The wizarding world of Harry Potter is back and getting a lot bigger with the long-anticipated release of Fantastic Beasts and Where to Find Them. Oscar winner Eddie Redmayne (The Theory of Everything) takes over the lead actor reigns as Newt Scamander, author of the famous Hogwarts textbook, to kickoff a new series of films with this entertaining tale that falls short of greatness, but is still highly imaginative and shows much promise for further installments.
When adventurer and lover of all magical creatures Newt Scamander arrives in New York City in 1926 with a personal mission and a suitcase full of fantastic creatures, he finds himself embroiled in an ongoing battle to keep the wizarding world from being exposed to the muggles – or “No-Majs” as they’re called in the United States – all while concurrently a mysterious dark wizard figure begins to rise.
As a film, Fantastic Beasts at its best when dealing with the lighter sides of wonder and beauty of the wizarding world. The movie has a pure heart and it is never better on display than in the scenes where Newt and his newly acquired No-Maj sidekick Jacob Kowalski (Dan Fogler) are searching 1920s New York for a handful of instantly lovable creatures that have escaped his magical suitcase.

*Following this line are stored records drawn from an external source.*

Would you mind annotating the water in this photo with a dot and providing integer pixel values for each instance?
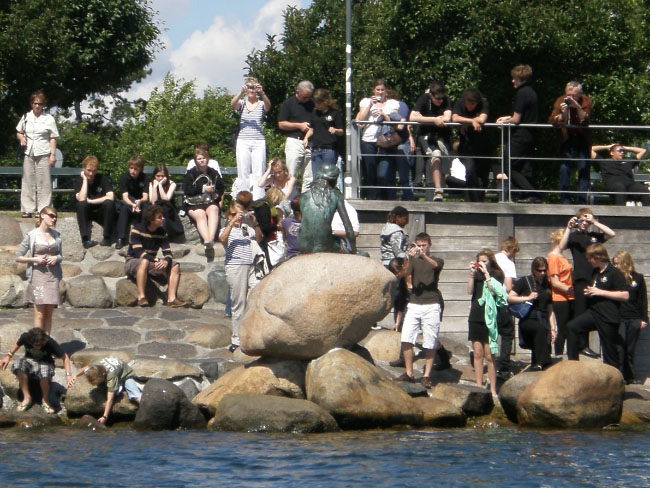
(453, 458)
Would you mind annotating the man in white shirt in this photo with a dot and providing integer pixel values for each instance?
(505, 259)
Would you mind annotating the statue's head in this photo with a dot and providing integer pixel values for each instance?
(328, 172)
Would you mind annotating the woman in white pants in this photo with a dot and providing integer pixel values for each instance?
(251, 145)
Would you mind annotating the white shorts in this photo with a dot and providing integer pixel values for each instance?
(423, 318)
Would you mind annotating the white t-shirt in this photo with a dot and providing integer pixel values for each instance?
(337, 223)
(507, 265)
(212, 163)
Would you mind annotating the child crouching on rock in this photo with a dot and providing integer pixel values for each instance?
(118, 376)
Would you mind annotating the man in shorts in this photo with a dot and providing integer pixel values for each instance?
(424, 309)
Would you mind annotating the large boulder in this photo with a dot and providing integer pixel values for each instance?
(88, 291)
(164, 406)
(313, 303)
(472, 400)
(260, 413)
(10, 232)
(12, 291)
(357, 394)
(573, 394)
(383, 345)
(263, 376)
(85, 399)
(512, 389)
(193, 290)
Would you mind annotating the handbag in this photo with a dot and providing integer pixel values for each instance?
(522, 310)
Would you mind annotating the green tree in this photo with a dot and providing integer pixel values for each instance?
(73, 49)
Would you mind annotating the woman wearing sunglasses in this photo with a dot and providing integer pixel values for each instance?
(41, 251)
(538, 329)
(252, 104)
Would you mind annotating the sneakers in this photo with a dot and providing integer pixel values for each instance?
(406, 378)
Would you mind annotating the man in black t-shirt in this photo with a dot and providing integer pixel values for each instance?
(618, 173)
(607, 289)
(472, 110)
(294, 121)
(94, 202)
(434, 139)
(522, 141)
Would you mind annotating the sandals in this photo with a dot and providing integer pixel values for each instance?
(24, 406)
(47, 409)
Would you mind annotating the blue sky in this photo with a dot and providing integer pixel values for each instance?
(208, 40)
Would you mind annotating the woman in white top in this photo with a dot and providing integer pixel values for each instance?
(37, 133)
(375, 108)
(277, 175)
(251, 145)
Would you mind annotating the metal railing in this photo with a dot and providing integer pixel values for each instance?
(502, 162)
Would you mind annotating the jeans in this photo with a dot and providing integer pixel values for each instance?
(574, 149)
(404, 165)
(321, 156)
(251, 164)
(298, 160)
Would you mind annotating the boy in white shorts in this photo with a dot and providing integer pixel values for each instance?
(424, 309)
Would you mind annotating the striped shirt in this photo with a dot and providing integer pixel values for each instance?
(238, 249)
(250, 123)
(145, 244)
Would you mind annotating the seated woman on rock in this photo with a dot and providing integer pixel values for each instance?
(38, 363)
(537, 331)
(142, 261)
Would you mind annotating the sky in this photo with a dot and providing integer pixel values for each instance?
(208, 40)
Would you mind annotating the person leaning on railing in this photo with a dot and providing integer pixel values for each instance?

The film mixes the old and new in impressive fashion with elements like the goosebump-inducing Warner Bros. logo opening with the John Williams theme cue that then cuts to the harbors of New York – a previously unseen location as the original films never journeyed to the US. As Newt introduces the viewers to the world, it is quite spectacular to focus on adult wizards and witches leading their regular lives. From casually apparating, to repairing buildings with a small gesture, the film displays just how interesting and powerful these individuals are when compared to the children that took main focus in the previous Harry Potter franchise.
Newt’s tangles with the MACUSA (Magical Congress of the United States of America) and their employee and ex-Auror Porpentina “Tina” Goldstein (Katherine Waterston) is the lovely relationship at the center of it all, and wonderfully portrayed by Redmayne and Waterston in a understated way that doesn’t detract from the story. Tina’s sister Queenie Goldstein (Alison Sudol) also brought a fun dynamic to our crew of heroes with her skills in Legilimency (mind reading) being both terrifying and humorous as displayed by her overall sweet nature.

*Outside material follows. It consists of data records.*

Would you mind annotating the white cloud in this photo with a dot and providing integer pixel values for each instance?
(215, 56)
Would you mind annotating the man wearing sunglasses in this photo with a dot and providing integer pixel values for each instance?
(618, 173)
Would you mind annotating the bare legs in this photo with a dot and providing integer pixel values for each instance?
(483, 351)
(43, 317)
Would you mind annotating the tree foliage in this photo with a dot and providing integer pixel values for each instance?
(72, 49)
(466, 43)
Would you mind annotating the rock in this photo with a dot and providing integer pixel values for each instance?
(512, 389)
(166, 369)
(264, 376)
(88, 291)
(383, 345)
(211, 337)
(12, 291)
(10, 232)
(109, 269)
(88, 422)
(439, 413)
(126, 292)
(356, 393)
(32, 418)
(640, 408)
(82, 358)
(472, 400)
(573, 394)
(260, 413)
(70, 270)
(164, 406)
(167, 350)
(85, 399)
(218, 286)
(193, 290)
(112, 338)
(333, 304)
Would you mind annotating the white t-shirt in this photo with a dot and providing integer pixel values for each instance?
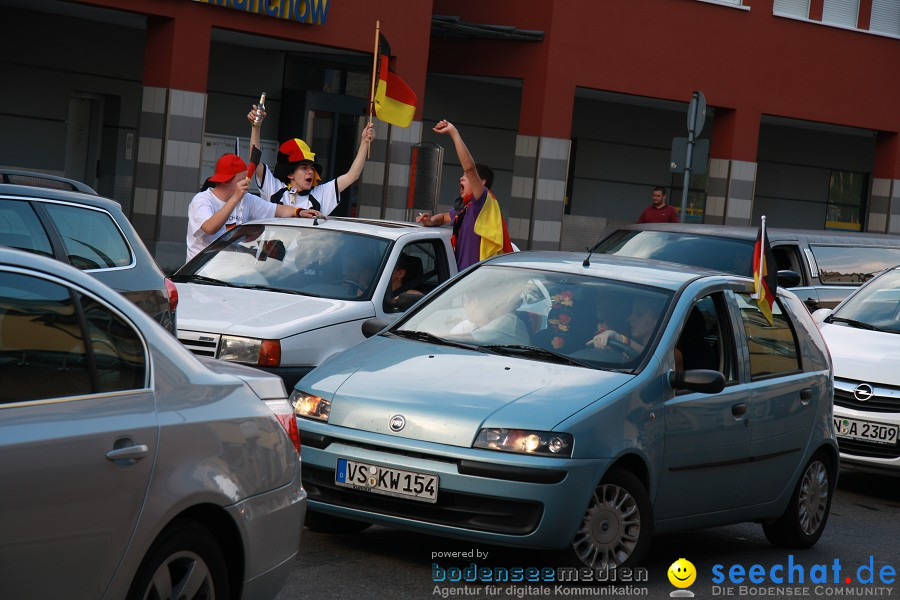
(205, 204)
(326, 193)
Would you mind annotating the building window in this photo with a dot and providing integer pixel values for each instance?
(885, 17)
(846, 200)
(792, 8)
(840, 12)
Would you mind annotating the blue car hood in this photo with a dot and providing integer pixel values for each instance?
(447, 394)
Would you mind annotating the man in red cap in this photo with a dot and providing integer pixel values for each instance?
(296, 178)
(227, 203)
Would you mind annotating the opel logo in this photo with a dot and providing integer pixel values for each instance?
(863, 392)
(398, 422)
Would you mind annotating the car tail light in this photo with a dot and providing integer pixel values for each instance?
(269, 353)
(285, 415)
(173, 295)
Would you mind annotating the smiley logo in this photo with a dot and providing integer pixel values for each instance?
(682, 573)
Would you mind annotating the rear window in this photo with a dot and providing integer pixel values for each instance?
(719, 253)
(20, 228)
(91, 237)
(853, 264)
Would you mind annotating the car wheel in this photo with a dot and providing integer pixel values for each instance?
(330, 524)
(186, 562)
(617, 525)
(804, 519)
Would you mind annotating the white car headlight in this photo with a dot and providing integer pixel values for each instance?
(251, 351)
(310, 406)
(524, 441)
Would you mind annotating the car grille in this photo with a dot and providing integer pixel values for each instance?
(204, 344)
(455, 509)
(884, 398)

But David Yates, director of the final Harry Potter films, returns to helm this one and brings his overly grim visuals that often overwhelm the lighter moments of the film. In the previous Harry Potter installments, they each earned the darkness that permeated the later films in the series, but in Fantastic Beasts it feel gritty and dark for the sake of being gritty and dark – which has been a common problem with Warner Bros. films as of late.
One of the main plots of the film revolves around a family of “New Salem” followers that are trying to revive the Salem Witch Trials with hate and persecution of the closeted magic community. Future The Flash Ezra Miller plays adopted child Credence Barebone in this family and is physically and mentally abused by his mother in some very dark sequences. The film doesn’t get overly visual with the abuse, but the sequences are definitely disturbing for adults and especially children.

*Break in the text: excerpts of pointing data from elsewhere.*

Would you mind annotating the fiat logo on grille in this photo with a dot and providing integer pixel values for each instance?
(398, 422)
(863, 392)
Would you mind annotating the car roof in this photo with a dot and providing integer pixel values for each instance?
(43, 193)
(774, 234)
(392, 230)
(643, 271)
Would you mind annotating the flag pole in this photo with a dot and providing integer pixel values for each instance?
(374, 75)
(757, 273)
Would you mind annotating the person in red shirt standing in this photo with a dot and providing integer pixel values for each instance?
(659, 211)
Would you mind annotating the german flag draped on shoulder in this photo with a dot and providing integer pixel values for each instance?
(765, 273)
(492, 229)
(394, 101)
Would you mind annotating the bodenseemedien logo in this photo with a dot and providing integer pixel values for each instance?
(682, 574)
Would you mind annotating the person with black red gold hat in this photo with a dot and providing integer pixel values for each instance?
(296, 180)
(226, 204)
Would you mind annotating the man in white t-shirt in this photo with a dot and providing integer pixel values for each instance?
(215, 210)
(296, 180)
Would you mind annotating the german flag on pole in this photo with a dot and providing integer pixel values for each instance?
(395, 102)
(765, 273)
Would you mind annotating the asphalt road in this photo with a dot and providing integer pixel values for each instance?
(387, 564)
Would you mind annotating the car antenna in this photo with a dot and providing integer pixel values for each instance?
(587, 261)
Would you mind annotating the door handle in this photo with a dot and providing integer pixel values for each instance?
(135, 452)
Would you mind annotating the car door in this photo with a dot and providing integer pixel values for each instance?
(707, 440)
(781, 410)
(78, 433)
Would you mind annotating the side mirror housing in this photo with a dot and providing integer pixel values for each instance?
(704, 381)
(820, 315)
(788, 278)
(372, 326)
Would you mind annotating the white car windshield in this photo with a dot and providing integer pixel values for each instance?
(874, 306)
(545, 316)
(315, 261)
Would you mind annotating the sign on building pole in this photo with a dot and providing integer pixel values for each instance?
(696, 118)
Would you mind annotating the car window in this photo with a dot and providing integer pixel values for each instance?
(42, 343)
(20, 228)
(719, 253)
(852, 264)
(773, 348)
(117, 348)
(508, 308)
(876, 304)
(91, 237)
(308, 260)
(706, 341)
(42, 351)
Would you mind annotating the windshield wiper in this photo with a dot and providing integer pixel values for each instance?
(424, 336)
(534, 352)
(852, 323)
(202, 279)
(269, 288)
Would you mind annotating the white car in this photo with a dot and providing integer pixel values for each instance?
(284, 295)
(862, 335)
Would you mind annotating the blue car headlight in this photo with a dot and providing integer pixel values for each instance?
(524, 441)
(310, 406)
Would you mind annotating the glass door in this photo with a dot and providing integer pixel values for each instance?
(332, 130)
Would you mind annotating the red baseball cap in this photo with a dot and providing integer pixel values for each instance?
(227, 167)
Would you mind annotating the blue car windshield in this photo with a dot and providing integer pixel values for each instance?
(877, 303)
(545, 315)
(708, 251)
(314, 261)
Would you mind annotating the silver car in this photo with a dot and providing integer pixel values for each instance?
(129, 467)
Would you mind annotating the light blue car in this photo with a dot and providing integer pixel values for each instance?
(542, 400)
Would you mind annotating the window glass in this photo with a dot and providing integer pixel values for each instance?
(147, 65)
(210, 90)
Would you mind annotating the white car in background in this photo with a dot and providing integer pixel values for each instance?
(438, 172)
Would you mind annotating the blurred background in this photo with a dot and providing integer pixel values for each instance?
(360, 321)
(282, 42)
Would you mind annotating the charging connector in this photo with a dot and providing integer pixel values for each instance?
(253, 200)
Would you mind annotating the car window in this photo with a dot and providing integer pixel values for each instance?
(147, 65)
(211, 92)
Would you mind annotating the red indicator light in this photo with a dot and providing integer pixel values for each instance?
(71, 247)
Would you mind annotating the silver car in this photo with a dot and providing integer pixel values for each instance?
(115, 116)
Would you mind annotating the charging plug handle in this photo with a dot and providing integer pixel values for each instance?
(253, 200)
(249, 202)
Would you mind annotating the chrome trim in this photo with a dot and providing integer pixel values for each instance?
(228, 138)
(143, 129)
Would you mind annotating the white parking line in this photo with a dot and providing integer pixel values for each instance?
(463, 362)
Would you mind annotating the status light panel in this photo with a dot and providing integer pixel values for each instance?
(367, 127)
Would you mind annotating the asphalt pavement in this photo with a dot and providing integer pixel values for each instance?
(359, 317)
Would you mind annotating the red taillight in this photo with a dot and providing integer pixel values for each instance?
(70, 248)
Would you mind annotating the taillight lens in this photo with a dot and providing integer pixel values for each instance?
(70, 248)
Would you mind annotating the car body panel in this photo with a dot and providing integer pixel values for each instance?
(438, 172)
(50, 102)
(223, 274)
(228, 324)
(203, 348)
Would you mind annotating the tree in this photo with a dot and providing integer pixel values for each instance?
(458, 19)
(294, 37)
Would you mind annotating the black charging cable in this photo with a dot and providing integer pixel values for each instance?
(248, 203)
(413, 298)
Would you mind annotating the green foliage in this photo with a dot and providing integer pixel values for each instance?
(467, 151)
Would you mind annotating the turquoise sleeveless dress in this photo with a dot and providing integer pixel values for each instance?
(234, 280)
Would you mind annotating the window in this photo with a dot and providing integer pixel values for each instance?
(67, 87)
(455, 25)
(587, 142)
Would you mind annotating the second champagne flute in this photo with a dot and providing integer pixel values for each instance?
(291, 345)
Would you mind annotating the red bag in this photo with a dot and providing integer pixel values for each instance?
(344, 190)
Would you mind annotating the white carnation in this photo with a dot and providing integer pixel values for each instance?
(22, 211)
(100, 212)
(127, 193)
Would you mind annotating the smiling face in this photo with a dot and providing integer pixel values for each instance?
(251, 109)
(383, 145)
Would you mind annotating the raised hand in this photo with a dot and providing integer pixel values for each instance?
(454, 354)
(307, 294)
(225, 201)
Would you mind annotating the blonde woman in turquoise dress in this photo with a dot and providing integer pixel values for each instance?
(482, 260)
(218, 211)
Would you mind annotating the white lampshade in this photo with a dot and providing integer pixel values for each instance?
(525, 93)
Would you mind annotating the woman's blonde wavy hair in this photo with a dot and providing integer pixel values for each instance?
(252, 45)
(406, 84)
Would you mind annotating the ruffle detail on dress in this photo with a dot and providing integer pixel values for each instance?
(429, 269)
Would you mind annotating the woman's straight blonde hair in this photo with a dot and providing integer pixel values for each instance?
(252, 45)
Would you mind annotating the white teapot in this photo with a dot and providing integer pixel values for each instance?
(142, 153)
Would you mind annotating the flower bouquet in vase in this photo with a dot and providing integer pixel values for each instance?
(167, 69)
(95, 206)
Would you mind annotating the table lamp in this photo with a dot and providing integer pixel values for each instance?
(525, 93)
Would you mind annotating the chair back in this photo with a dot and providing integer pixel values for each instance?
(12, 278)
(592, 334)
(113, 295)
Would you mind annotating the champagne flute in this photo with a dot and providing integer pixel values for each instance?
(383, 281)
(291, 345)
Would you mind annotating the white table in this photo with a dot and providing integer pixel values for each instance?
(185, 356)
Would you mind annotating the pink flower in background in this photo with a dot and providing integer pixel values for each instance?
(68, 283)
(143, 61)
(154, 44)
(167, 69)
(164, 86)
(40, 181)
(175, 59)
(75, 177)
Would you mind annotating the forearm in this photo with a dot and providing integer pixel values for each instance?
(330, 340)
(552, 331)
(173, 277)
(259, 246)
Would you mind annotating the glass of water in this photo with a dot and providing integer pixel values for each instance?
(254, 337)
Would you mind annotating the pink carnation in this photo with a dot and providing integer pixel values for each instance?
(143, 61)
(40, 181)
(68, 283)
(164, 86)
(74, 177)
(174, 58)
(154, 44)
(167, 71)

Colin Farrell’s Percival Graves, a high ranking Auror in the MACUSA, is using Creedence to track down a child within the family that he’s previously glimpsed in a vision and potentially is very powerful. Graves’ motivations are murky and confusing for the early parts of the film and Farrell seems a tad wasted in the role – especially when Graves’ mysterious past is finally revealed in the second half of the film.
Rowling’s stories have always had these types of themes of discrimination and abuse, and Fantastic Beasts is also her first screenplay, but the darkness felt heavy-handed and unnecessary throughout. Fantastic Beasts would have been better suited with more tilt toward an adventure film with a growing threat rather than feeling like a story in the midst of a full-blown war.
Whether racing through (and destroying) the streets of 1920’s New York or introducing audiences to numerous incredibly cool new creatures inside Newt’s very TARDIS-like, bigger-on-the-inside suitcase, Fantastic Beasts and Where to Find Them is full of tremendous visuals and likable new characters in a new corner of the Harry Potter universe – unfortunately some of the family charm is dulled by an overall dour vibe and unnecessarily dark plot lines.